I. EXPÉRIENCE PROFESSIONNELLE

À titre de sociologue spécialisé dans l’étude des religions, on m’a demandé d’étudier la question suivante : « La Scientology est-elle une religion ? » En répondant à cette question, je ne vais pas me prononcer sur l’authenticité ou sur la fausseté de la Scientology. Je vais plutôt déterminer si la Scientology possède les critères couramment utilisés pour définir une religion. Ces critères ne sont pas très clairs : plusieurs auteurs en ont proposé des définitions différentes, telle celle de Walter Garrison Runciman1, qui utilise le terme comme synonyme d’« idéologie », ou celle de Werner Cohn2, qui soutient que le mot [anglais] « religion » est si complexe et si spécifique, culturellement parlant, qu’il est inopportun de l’utiliser pour faire référence à un aspect des cultures non occidentales ou non chrétiennes.

La plupart des spécialistes dans ce domaine conviendraient certes qu’une religion est un système de croyances et de pratiques dont le point de référence est le surnaturel, le sacré ou le transcendant. En se basant sur ce point de départ, il est possible d’identifier diverses caractéristiques présentes dans presque toutes, si ce n’est toutes, les religions. Plus un système particulier de croyances et de pratiques est conforme à ces caractéristiques, plus il peut être considéré sans équivoque comme une religion.

En identifiant les caractéristiques présentes habituellement dans les religions, j’utiliserai un schéma développé par le philosophe britannique Roderick Ninian Smart, l’un des spécialistes des religions du monde parmi les plus en vue3. Comme ces caractéristiques m’ont déjà servi de référence lors de mes précédents travaux4, je ne les ai pas utilisées dans le cadre de la présente étude.

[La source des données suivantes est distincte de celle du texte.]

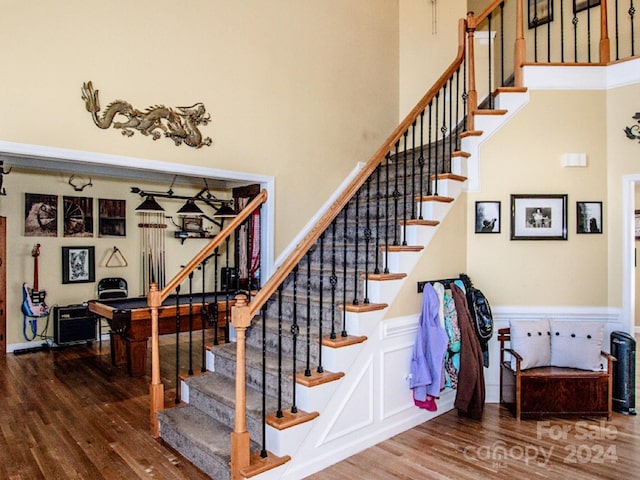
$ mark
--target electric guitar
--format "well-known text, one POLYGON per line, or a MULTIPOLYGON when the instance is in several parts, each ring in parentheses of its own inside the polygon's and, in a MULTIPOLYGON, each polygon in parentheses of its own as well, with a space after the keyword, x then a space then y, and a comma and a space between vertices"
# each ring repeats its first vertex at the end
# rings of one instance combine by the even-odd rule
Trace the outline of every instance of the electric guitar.
POLYGON ((31 251, 33 257, 33 288, 22 284, 22 313, 27 317, 44 317, 49 315, 49 307, 44 301, 47 292, 38 290, 38 257, 40 244, 36 244, 31 251))

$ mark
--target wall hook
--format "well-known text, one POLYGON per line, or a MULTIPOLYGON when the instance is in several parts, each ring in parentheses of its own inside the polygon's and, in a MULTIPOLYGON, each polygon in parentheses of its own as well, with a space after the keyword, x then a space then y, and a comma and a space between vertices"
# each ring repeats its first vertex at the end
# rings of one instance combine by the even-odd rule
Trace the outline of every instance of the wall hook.
POLYGON ((68 182, 68 183, 69 183, 69 185, 71 185, 71 186, 73 187, 73 189, 74 189, 76 192, 81 192, 81 191, 83 191, 86 187, 93 187, 93 183, 91 183, 91 177, 89 177, 89 182, 87 182, 87 183, 85 183, 84 185, 81 185, 81 186, 79 186, 79 187, 73 184, 73 179, 74 179, 74 178, 75 178, 75 175, 71 175, 71 176, 69 177, 69 182, 68 182))

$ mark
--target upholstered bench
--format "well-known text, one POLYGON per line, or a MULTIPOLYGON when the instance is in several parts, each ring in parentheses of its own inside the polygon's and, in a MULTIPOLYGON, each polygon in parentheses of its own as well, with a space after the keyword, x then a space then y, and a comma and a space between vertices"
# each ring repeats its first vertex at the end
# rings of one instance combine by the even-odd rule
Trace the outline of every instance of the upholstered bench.
POLYGON ((585 326, 578 322, 558 324, 560 326, 545 327, 544 323, 512 322, 511 328, 498 330, 500 403, 518 420, 581 416, 610 418, 615 358, 599 348, 602 345, 602 326, 585 326), (590 333, 585 333, 585 327, 591 327, 590 333), (514 329, 518 330, 518 341, 513 337, 514 329), (556 340, 554 345, 551 344, 552 339, 556 340), (551 355, 551 352, 547 355, 553 348, 556 355, 551 355), (597 352, 595 348, 598 348, 597 352), (598 364, 594 364, 596 356, 598 364))

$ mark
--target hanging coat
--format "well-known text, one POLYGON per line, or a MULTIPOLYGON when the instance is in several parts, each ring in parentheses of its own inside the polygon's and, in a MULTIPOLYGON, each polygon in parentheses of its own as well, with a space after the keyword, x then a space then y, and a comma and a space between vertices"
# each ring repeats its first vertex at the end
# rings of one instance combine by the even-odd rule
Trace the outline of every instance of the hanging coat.
POLYGON ((458 389, 453 404, 461 415, 474 419, 482 417, 484 409, 484 363, 482 349, 471 322, 471 314, 467 306, 467 298, 457 285, 451 286, 453 300, 458 313, 460 327, 460 371, 458 372, 458 389))
POLYGON ((422 296, 422 311, 418 321, 418 335, 411 357, 411 381, 413 397, 427 400, 427 395, 439 397, 444 382, 444 356, 449 338, 440 325, 438 296, 426 284, 422 296))

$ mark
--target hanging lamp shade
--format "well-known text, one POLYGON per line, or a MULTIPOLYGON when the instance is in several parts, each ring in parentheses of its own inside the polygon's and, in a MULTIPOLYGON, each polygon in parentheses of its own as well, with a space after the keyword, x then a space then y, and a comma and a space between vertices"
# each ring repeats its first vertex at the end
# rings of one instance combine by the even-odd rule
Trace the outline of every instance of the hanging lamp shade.
POLYGON ((223 203, 222 206, 216 211, 214 217, 222 217, 229 218, 235 217, 237 214, 233 208, 228 203, 223 203))
POLYGON ((158 213, 164 212, 164 208, 156 202, 156 199, 153 198, 153 195, 149 195, 144 199, 140 205, 136 207, 136 212, 138 213, 158 213))
POLYGON ((187 200, 187 203, 180 207, 180 210, 178 210, 176 213, 181 217, 204 215, 204 212, 198 205, 196 205, 196 202, 193 199, 187 200))

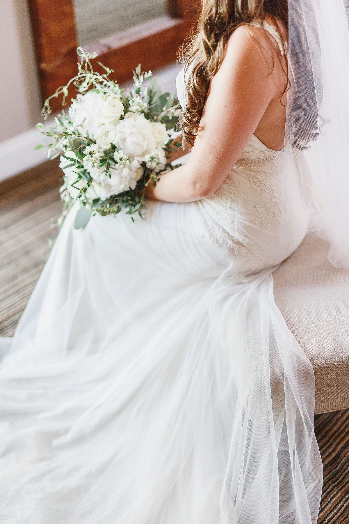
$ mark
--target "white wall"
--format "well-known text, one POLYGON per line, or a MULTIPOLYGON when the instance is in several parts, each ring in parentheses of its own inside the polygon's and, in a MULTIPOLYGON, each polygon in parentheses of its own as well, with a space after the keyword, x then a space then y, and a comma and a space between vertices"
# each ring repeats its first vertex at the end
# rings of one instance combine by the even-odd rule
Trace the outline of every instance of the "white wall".
POLYGON ((41 101, 26 0, 0 0, 0 180, 46 159, 35 151, 41 101))
POLYGON ((26 0, 0 0, 0 143, 32 127, 41 102, 26 0))
MULTIPOLYGON (((1 181, 41 163, 46 156, 42 149, 34 150, 39 140, 35 126, 43 119, 27 0, 0 0, 0 14, 1 181)), ((173 92, 177 70, 171 64, 154 73, 173 92)))

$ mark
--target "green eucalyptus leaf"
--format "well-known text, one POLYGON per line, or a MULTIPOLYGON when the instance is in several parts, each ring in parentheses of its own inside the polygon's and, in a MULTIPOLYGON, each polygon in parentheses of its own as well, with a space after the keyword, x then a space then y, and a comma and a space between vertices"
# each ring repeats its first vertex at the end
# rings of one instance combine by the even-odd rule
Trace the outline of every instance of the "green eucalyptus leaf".
POLYGON ((171 93, 163 93, 158 97, 157 100, 161 105, 162 108, 166 105, 170 97, 171 97, 171 93))
POLYGON ((173 103, 174 102, 175 99, 176 97, 176 94, 173 94, 172 96, 169 96, 167 100, 167 103, 166 104, 165 109, 170 109, 173 105, 173 103))
POLYGON ((75 229, 80 229, 84 227, 91 216, 91 212, 86 208, 80 208, 78 210, 75 217, 74 219, 74 227, 75 229))

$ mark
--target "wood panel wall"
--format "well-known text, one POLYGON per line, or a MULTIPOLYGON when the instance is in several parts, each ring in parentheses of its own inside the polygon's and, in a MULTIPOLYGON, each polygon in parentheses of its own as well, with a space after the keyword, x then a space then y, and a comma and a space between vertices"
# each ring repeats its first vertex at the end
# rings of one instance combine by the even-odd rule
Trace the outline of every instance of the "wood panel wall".
MULTIPOLYGON (((195 22, 198 0, 168 1, 168 16, 157 19, 157 23, 151 21, 150 31, 143 28, 138 34, 133 31, 127 41, 117 38, 112 46, 98 53, 99 61, 114 70, 111 78, 121 83, 132 78, 132 70, 138 63, 149 70, 176 60, 178 48, 195 22)), ((28 3, 43 102, 77 74, 73 0, 28 0, 28 3)), ((102 72, 102 68, 99 70, 102 72)), ((67 101, 75 95, 72 88, 67 101)), ((52 101, 53 111, 61 109, 61 99, 52 101)))

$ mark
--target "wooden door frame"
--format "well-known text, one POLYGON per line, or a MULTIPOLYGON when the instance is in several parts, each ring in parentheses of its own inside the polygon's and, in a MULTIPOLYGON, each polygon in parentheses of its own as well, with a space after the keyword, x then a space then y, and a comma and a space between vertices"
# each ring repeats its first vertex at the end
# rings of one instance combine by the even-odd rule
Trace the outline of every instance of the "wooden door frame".
MULTIPOLYGON (((73 1, 28 0, 43 101, 77 73, 73 1)), ((110 78, 121 84, 132 78, 132 70, 138 63, 148 71, 176 59, 178 48, 195 21, 197 3, 198 0, 167 0, 167 15, 138 26, 136 30, 131 28, 84 46, 84 49, 96 50, 98 61, 114 70, 110 78)), ((74 96, 72 90, 67 101, 74 96)), ((59 111, 61 104, 61 100, 52 99, 52 110, 59 111)))

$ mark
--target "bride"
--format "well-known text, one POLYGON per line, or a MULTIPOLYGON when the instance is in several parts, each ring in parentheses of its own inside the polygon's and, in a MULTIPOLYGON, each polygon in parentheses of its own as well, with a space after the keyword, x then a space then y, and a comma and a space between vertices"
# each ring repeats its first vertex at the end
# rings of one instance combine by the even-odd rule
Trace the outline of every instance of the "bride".
POLYGON ((288 16, 205 0, 177 82, 187 163, 144 221, 67 216, 0 339, 2 522, 316 522, 314 374, 272 275, 308 228, 319 134, 288 16))

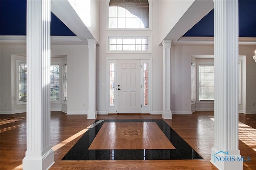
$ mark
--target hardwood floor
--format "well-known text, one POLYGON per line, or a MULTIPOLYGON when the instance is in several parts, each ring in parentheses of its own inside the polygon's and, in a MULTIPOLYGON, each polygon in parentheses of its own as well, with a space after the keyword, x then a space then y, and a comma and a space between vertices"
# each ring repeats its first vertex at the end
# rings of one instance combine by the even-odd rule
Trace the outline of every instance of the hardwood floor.
MULTIPOLYGON (((26 114, 0 115, 0 169, 21 169, 26 150, 26 114)), ((214 140, 213 112, 173 115, 165 120, 204 160, 61 160, 94 121, 86 115, 66 115, 53 112, 51 119, 51 144, 55 164, 50 169, 167 170, 216 169, 210 163, 214 140)), ((161 115, 98 116, 98 119, 162 119, 161 115)), ((239 149, 242 156, 250 156, 244 170, 256 169, 256 115, 239 114, 239 149)))
POLYGON ((104 123, 88 149, 175 148, 154 122, 104 123))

Je ne suis pas scientologue. Pour formuler mes conclusions, j’ai mené une étude détaillée des publications de la Scientology, j’ai observé les activités de l’Église de Scientology de Sydney et je me suis entretenu avec plusieurs de ses membres. J’ai aussi pris connaissance de différentes études sociologiques sur la Scientology dans d’autres régions du monde.

Les principales publications de la Scientology que j’ai étudiées sont classées ici par ordre de date de leur première publication :

La Dianétique : la puissance de la pensée sur le corps (1950)

La Dianétique : évolution d’une science (1950)

Science de la survie (1951)

Procédure avancée et Axiomes (1951)

Scientologie : une histoire de l’Homme (1952)

Scientologie 8-80 (1952)

Scientologie 8-8008 (1952)

Conférences de Phoenix (données en 1954, publiées en 1968)

La création des aptitudes humaines (1955)

Scientologie : les fondements de la vie (1956)

Avez-vous vécu avant cette vie ? (1960, révisé et élargi en 1977)

Introduction à l’éthique de Scientologie (1968, révisé et mis à jour en 1989)

Scientologie 0-8 : le livre des fondements (1970)

Les antécédents, le ministère, les cérémonies et les sermons de la religion de Scientologie (1970)

Mission dans le temps (1973, version élargie du Test de rappel de la piste totale, 1968)

Le chemin du bonheur (1981)

Comprendre l’électromètre (1982, révisé en 1988)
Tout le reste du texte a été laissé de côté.